This year Colorado voters will decide whether to join the interstate compact to award the state’s electoral votes for president to the winner of the national popular vote. Maybe.
The first complication is that the compact takes effect only if enough other states sign on to achieve a majority of electoral votes. That may never happen. (Wikipedia has a nice summary of how this works.)
The second complication is that the measure in question, Prop. 113, clearly violates Colorado’s Constitution, as David B. Kopel and Hunter Hovenga persuasively argue. The state Constitution plainly says “the electors of the the Electoral College shall be chosen by direct vote of the people.” Prop. 113 seeks to override the Constitution with a statute to nullify the vote of Colorado’s people if most people elsewhere vote otherwise.
It’s worth pausing to emphasize what this means if it’s allowed: If Colorado voted 70–30 in favor of Candidate A, but the country as a whole voted 51–49 in favor of Candidate B, Colorado’s electoral votes for president would go to Candidate B. Which is crazy. But back to the legal analysis.
Anyone who knows anything about government knows that papering over the Constitution with a statute is a huge no-no. If you want to change something in the Constitution, you need to amend the Constitution.

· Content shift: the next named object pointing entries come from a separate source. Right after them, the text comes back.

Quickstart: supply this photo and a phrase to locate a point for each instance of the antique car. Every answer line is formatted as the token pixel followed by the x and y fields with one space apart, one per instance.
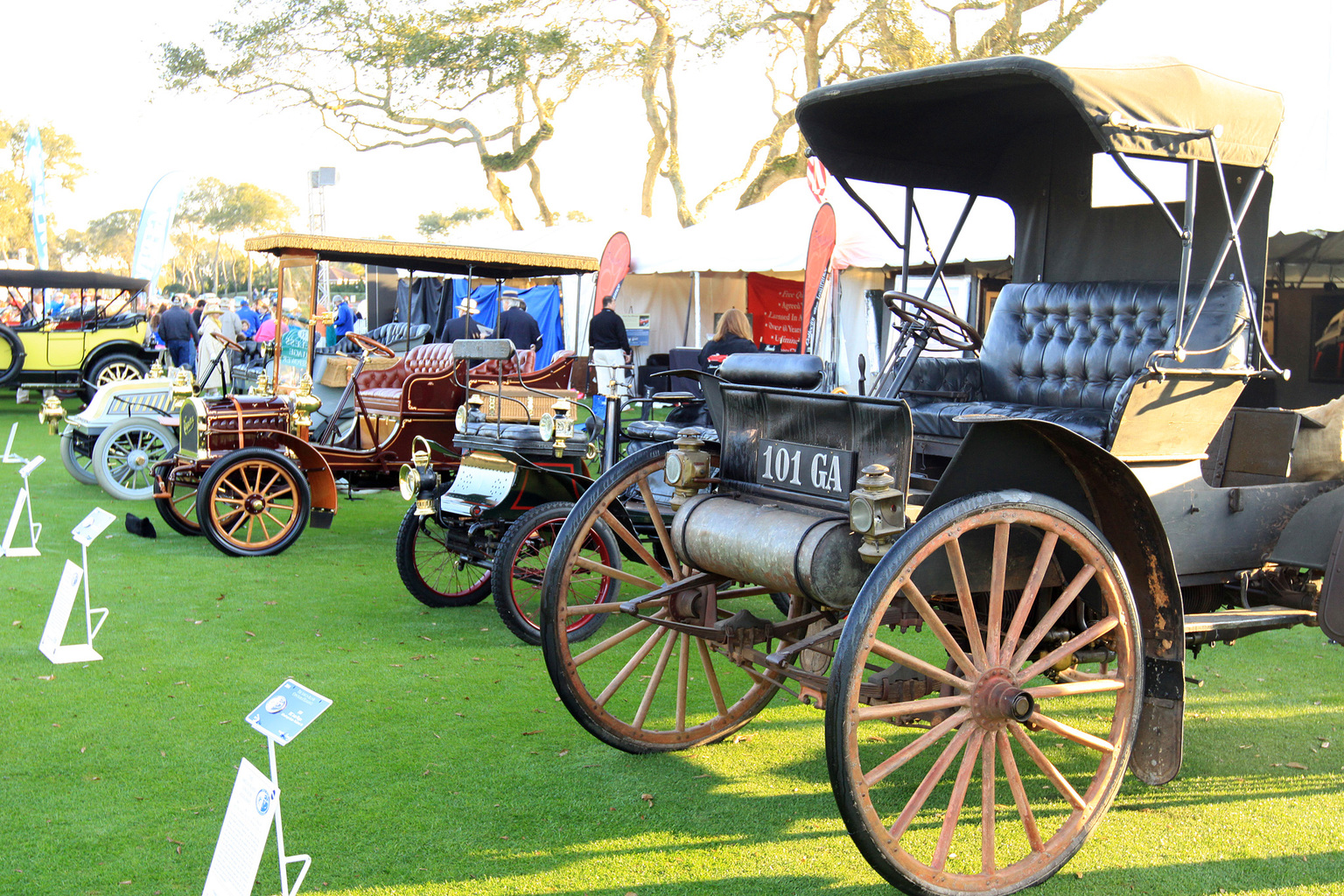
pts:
pixel 252 472
pixel 996 559
pixel 74 329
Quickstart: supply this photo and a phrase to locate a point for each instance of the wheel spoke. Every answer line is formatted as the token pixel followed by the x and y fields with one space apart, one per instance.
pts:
pixel 955 802
pixel 1047 767
pixel 996 592
pixel 634 543
pixel 1019 793
pixel 1057 609
pixel 1028 594
pixel 968 607
pixel 949 644
pixel 915 747
pixel 1066 649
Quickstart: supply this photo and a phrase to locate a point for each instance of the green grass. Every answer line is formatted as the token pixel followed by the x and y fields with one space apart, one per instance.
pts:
pixel 446 765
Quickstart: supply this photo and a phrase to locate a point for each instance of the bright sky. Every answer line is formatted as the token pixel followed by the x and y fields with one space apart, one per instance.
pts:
pixel 92 74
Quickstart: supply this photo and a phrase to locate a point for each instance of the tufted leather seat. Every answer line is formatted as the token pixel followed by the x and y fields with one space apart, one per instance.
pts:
pixel 1070 354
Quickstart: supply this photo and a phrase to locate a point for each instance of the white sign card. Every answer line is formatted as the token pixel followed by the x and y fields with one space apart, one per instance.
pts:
pixel 92 526
pixel 288 710
pixel 60 617
pixel 242 838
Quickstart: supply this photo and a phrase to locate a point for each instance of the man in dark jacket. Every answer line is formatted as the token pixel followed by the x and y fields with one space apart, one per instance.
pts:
pixel 178 332
pixel 516 324
pixel 611 348
pixel 464 326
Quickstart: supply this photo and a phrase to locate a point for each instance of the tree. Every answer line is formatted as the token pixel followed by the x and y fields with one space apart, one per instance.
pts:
pixel 62 165
pixel 385 73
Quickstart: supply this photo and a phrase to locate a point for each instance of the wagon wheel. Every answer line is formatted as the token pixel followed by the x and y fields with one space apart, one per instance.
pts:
pixel 77 464
pixel 125 454
pixel 644 688
pixel 253 502
pixel 1048 755
pixel 521 564
pixel 434 574
pixel 179 508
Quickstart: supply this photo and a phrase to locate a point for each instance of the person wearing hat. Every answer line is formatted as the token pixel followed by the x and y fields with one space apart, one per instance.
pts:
pixel 210 349
pixel 464 326
pixel 516 324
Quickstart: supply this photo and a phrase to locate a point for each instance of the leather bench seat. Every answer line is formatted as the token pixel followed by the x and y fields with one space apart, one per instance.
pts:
pixel 1070 354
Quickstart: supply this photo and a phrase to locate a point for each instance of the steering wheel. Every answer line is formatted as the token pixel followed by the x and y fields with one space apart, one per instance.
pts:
pixel 942 321
pixel 370 346
pixel 228 343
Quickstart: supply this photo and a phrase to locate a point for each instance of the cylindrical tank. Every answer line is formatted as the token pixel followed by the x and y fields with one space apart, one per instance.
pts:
pixel 789 549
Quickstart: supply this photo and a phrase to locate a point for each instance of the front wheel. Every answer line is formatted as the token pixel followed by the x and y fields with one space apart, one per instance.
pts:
pixel 975 757
pixel 434 572
pixel 521 566
pixel 125 454
pixel 77 464
pixel 253 502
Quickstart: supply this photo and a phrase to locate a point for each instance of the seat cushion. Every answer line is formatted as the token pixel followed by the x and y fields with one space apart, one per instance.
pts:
pixel 938 418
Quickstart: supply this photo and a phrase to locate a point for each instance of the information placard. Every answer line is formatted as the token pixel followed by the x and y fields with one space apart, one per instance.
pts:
pixel 242 838
pixel 288 710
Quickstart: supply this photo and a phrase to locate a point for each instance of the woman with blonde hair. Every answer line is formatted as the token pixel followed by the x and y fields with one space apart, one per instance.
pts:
pixel 732 338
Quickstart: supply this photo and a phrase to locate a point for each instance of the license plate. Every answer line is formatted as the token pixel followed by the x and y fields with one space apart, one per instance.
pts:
pixel 805 468
pixel 483 480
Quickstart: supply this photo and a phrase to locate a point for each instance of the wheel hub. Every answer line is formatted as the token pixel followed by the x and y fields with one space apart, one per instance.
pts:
pixel 996 699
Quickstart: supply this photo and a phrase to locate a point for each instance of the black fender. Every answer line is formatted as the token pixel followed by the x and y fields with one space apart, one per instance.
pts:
pixel 1051 459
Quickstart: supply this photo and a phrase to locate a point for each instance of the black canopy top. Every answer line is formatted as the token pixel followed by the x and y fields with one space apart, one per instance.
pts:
pixel 492 263
pixel 965 127
pixel 69 280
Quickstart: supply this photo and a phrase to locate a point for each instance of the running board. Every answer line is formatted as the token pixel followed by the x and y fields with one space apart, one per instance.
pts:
pixel 1228 625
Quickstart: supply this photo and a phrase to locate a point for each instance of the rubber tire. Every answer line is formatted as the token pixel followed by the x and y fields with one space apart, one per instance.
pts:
pixel 17 355
pixel 857 808
pixel 104 444
pixel 108 360
pixel 220 469
pixel 176 522
pixel 410 532
pixel 70 458
pixel 506 586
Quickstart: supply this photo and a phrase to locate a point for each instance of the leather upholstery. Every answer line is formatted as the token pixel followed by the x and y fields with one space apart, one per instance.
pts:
pixel 1070 352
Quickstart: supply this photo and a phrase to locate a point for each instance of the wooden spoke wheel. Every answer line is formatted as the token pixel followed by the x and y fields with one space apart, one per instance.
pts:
pixel 434 572
pixel 521 566
pixel 976 755
pixel 77 464
pixel 253 502
pixel 125 454
pixel 179 508
pixel 646 687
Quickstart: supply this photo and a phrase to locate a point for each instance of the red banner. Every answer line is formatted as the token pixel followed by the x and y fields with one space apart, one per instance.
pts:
pixel 776 309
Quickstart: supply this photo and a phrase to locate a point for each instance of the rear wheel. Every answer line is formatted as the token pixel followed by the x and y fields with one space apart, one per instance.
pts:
pixel 521 564
pixel 253 502
pixel 125 454
pixel 77 462
pixel 436 574
pixel 647 687
pixel 1027 682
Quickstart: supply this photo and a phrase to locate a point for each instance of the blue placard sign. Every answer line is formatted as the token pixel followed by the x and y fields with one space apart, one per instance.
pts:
pixel 288 710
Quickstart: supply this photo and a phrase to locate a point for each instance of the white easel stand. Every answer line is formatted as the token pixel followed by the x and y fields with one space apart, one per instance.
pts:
pixel 10 457
pixel 285 861
pixel 23 501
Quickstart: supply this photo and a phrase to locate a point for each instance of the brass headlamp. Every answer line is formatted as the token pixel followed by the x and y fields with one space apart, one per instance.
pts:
pixel 52 414
pixel 686 466
pixel 877 512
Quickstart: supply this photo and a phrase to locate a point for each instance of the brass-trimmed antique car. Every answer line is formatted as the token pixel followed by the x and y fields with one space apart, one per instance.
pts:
pixel 252 471
pixel 998 562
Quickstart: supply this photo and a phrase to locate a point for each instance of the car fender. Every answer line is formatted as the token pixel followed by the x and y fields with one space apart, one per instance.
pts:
pixel 321 481
pixel 1051 459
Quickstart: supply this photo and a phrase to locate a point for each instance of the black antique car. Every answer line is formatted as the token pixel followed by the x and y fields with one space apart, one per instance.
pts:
pixel 999 559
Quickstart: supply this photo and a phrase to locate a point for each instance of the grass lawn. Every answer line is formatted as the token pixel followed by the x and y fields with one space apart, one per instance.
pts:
pixel 446 765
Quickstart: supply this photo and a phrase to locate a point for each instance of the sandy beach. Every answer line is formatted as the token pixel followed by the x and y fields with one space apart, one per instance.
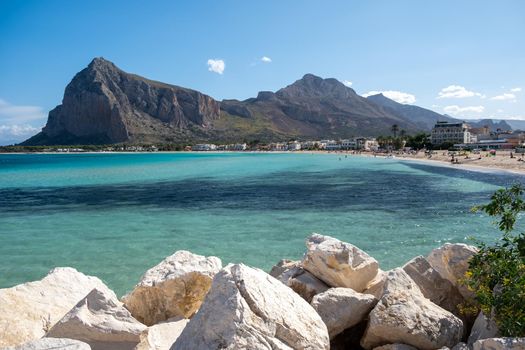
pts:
pixel 484 161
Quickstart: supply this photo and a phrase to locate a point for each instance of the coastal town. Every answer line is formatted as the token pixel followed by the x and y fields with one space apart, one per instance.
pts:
pixel 444 136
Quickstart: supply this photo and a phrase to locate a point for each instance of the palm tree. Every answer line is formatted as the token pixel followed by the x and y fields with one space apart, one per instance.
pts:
pixel 395 129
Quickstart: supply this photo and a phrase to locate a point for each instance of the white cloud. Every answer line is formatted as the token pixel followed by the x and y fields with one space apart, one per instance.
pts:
pixel 13 114
pixel 18 130
pixel 457 91
pixel 398 96
pixel 457 110
pixel 18 123
pixel 216 65
pixel 508 117
pixel 504 97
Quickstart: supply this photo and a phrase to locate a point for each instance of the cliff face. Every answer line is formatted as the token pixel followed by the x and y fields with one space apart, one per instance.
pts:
pixel 314 107
pixel 103 104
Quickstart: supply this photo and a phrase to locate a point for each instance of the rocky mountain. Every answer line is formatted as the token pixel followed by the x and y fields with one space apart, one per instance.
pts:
pixel 103 105
pixel 423 118
pixel 317 108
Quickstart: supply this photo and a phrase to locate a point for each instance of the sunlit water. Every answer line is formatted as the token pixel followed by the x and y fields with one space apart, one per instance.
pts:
pixel 116 215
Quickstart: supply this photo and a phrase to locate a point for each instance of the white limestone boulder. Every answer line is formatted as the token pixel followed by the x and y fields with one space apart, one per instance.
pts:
pixel 342 308
pixel 404 315
pixel 395 347
pixel 451 261
pixel 500 344
pixel 434 287
pixel 248 309
pixel 338 264
pixel 101 321
pixel 50 343
pixel 375 286
pixel 301 281
pixel 282 269
pixel 29 310
pixel 162 336
pixel 175 287
pixel 484 327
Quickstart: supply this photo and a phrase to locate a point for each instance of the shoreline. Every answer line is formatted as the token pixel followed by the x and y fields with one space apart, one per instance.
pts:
pixel 498 163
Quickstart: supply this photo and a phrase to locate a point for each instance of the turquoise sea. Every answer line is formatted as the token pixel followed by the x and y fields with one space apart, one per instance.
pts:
pixel 116 215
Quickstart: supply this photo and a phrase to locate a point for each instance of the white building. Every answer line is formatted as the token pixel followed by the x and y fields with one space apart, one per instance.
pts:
pixel 204 147
pixel 445 132
pixel 332 145
pixel 278 147
pixel 294 146
pixel 348 144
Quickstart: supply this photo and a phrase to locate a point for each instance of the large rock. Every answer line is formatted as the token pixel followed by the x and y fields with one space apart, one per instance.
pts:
pixel 29 310
pixel 301 281
pixel 162 336
pixel 375 286
pixel 395 347
pixel 248 309
pixel 282 268
pixel 51 343
pixel 101 321
pixel 175 287
pixel 404 315
pixel 500 344
pixel 484 327
pixel 451 261
pixel 338 264
pixel 342 308
pixel 306 285
pixel 434 287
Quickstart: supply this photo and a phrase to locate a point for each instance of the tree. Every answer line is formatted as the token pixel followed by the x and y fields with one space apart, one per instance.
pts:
pixel 395 129
pixel 496 273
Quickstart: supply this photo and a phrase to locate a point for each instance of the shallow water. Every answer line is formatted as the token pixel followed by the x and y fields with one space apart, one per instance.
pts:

But there is a possible complication with this second complication. I think a plausible reading of the federal Constitution renders Colorado’s constitutional language about the “direct vote of the people” invalid. After all, the federal Constitution (Article II, Section 1) says that “each state shall appoint” electors “in such manner as the legislature thereof may direct.” (Now state legislatures choose to follow the popular vote.)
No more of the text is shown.